The infinitesimal generator matrix A is a four by four matrix with real entries such that all rows add to zero. The first two rows are zero (since states 1,2 are absorbing), the bottom two rows are
[ p*m, (1-p)*m, -m, 0 ]
where 0 < p < 1 is the probability that a dropper attack succeeds, b > 0 is the time rate at which dropper attacks occur, and m > 0 is the time rate at which dropper attacks are completed once they begin. (Usually m >> b). That is, 1/b is the mean time before being attacked by a dropper and 1/m is the mean time for the attack to complete once it has begun.
Then the transition probabilities are given by the matrix P = exp(t*A) which can be computed explicitly and unmessily because the eigenvalues of A happen to be non-messy:
-b, -m, 0 with multiplicities 1, 1, 2
The conclusions of interest are:
1. the mean time for the attack to complete is 1/b + 1/m (no surprise there),
2. eventually (after a time on the order of some multiple of 1/b+1/m) essentially all the victims have been attacked, and fraction p of the victims have been implanted.
If we had some idea of the values of the characteristic times 1/b, 1/m we could estimate how long we can expect to be unmolested by FBI after 1 Dec 2016. I guess 1/b about a week and 1/m thirty seconds at most, and p might be about 0.95. Using those figures, the model predicts that sometime around Pearl Harbor day, 7 Dec 2016, 95% of Tor users will have been silently enlisted in FBI's secret botnet, and may thereafter be abused to attack still more victims. FBI can do a great deal of damage with a botnet consisting of millions of devices. Brian Krebs might not be worried, but Glenn Greenwald probably should be.

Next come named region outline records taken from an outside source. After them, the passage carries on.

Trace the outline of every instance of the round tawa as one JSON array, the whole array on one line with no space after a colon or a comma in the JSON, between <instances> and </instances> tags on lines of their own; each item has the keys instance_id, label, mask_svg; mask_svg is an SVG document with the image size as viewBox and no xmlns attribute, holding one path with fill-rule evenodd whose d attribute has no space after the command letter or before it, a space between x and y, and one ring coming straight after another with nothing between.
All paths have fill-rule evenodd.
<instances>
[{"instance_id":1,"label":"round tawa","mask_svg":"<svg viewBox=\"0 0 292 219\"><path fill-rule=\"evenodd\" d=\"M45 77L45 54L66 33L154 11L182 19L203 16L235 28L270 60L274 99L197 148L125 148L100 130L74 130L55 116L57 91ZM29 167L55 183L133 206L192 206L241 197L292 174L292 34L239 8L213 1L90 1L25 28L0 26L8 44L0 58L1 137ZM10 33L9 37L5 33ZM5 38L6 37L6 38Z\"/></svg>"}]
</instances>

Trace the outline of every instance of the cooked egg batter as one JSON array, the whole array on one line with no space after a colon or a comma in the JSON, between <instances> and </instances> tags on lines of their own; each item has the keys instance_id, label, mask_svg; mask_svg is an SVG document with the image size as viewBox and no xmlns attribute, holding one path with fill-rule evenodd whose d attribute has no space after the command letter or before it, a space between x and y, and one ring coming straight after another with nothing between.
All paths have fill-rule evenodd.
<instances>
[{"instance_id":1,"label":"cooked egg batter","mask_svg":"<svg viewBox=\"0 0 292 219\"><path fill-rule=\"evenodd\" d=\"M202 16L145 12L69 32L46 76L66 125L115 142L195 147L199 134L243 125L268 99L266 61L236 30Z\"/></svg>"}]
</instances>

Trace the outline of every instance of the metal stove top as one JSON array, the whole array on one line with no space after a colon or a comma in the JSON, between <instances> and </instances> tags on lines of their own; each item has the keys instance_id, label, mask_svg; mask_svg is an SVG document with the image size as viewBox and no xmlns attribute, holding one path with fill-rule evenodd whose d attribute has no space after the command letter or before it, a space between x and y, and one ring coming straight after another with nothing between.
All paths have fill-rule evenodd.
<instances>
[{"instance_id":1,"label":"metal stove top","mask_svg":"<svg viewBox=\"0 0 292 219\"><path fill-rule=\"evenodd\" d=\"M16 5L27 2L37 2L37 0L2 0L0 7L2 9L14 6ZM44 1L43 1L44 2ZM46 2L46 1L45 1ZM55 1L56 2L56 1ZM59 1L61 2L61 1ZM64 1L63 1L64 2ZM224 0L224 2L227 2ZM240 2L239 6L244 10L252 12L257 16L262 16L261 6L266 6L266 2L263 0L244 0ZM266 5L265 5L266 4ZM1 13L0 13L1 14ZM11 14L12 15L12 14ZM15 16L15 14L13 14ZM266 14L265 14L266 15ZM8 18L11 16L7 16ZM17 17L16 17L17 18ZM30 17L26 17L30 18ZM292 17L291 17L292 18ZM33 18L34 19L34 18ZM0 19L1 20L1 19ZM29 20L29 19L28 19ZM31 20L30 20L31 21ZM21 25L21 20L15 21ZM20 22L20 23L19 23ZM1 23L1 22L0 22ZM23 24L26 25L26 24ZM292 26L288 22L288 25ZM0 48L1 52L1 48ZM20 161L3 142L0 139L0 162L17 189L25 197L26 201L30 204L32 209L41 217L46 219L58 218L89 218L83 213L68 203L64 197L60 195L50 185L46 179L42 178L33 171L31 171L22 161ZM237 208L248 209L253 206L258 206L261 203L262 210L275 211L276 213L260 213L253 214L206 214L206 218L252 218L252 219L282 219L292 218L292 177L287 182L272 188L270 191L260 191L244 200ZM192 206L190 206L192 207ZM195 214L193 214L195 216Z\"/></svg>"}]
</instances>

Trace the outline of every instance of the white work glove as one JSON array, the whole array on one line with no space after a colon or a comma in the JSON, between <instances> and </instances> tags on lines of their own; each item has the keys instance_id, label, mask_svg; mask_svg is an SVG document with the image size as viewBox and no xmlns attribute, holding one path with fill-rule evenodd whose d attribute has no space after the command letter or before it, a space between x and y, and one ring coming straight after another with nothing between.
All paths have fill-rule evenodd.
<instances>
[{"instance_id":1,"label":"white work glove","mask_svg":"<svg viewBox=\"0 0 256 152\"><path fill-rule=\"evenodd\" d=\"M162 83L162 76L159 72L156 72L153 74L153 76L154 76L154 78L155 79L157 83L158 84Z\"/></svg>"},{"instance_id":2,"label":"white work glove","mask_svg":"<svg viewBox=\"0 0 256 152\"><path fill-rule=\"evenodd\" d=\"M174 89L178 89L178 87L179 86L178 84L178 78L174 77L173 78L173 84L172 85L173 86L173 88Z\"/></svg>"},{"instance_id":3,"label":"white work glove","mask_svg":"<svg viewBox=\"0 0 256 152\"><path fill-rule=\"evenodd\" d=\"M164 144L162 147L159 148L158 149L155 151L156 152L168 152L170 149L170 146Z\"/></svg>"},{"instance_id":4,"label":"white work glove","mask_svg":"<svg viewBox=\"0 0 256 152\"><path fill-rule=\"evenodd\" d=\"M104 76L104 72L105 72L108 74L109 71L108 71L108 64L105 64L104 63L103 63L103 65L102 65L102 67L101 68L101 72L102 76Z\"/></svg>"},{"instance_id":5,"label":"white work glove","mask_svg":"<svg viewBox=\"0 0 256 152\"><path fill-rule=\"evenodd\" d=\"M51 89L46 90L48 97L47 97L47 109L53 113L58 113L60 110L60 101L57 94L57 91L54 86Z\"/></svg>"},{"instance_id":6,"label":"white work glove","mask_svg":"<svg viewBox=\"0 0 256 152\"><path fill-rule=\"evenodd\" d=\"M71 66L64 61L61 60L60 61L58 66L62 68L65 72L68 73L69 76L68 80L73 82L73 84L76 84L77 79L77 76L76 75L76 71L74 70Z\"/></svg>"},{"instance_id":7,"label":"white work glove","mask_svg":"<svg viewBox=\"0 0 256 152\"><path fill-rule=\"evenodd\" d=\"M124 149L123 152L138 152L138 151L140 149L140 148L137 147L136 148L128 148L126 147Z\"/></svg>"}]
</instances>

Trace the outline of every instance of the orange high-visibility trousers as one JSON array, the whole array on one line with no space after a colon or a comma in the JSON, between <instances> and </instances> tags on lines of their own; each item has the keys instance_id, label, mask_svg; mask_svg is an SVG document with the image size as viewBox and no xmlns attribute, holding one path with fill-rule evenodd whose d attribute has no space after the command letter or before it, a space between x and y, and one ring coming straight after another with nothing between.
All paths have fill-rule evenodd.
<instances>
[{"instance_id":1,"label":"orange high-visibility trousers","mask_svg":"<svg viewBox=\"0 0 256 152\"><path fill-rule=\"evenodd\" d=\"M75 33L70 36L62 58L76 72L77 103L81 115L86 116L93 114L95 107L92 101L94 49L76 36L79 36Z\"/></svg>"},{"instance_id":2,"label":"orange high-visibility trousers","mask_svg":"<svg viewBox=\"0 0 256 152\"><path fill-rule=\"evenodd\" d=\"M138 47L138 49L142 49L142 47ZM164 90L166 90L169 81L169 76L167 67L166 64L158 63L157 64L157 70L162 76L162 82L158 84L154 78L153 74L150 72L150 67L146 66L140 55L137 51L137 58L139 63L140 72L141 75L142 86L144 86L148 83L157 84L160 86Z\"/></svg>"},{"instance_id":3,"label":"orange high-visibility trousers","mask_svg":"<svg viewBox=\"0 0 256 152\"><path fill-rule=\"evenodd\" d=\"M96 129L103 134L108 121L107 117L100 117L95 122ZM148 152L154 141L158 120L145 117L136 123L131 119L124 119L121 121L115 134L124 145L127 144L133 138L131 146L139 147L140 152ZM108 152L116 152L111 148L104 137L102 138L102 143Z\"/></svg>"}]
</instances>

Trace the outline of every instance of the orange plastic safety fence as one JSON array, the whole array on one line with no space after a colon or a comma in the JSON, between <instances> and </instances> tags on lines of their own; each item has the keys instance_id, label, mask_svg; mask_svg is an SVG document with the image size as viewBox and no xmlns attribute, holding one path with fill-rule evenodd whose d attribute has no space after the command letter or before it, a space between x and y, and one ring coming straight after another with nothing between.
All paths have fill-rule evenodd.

This model is easily generalized to a seven state model of a two stage attack in which every device which resists the first dropper is then attacked with a second dropper. Then the mean time for the entire blitz attack to complete is (1-p1)*(1/m2 + 1/b2) + (1/m1 + 1/b1), where p1 is the probability that the first dropper attack succeeds, b1 is the rate for the first dropper attack, m1 is the rate at which the first dropper completes, b2 is the rate for the second dropper attack, m2 is the rate at which the second dropper completes. At the end, after a time about three times the mean time just mentioned, essentially everyone has been attacked and only a fraction (1-p1)*(1-p2) have survived both dropper attacks.
And so on for three stage attacks.
Nothing stupendously surprising about any of this, but these models may be of interest to anyone teaching a course on Markov processes who needs a simple example of an absorbing Markov process for which everything is easily computed explicitly (which is not very often the case for continuous time Markov processes even for finite state models, because the eigenvalues of A are not often so tractable).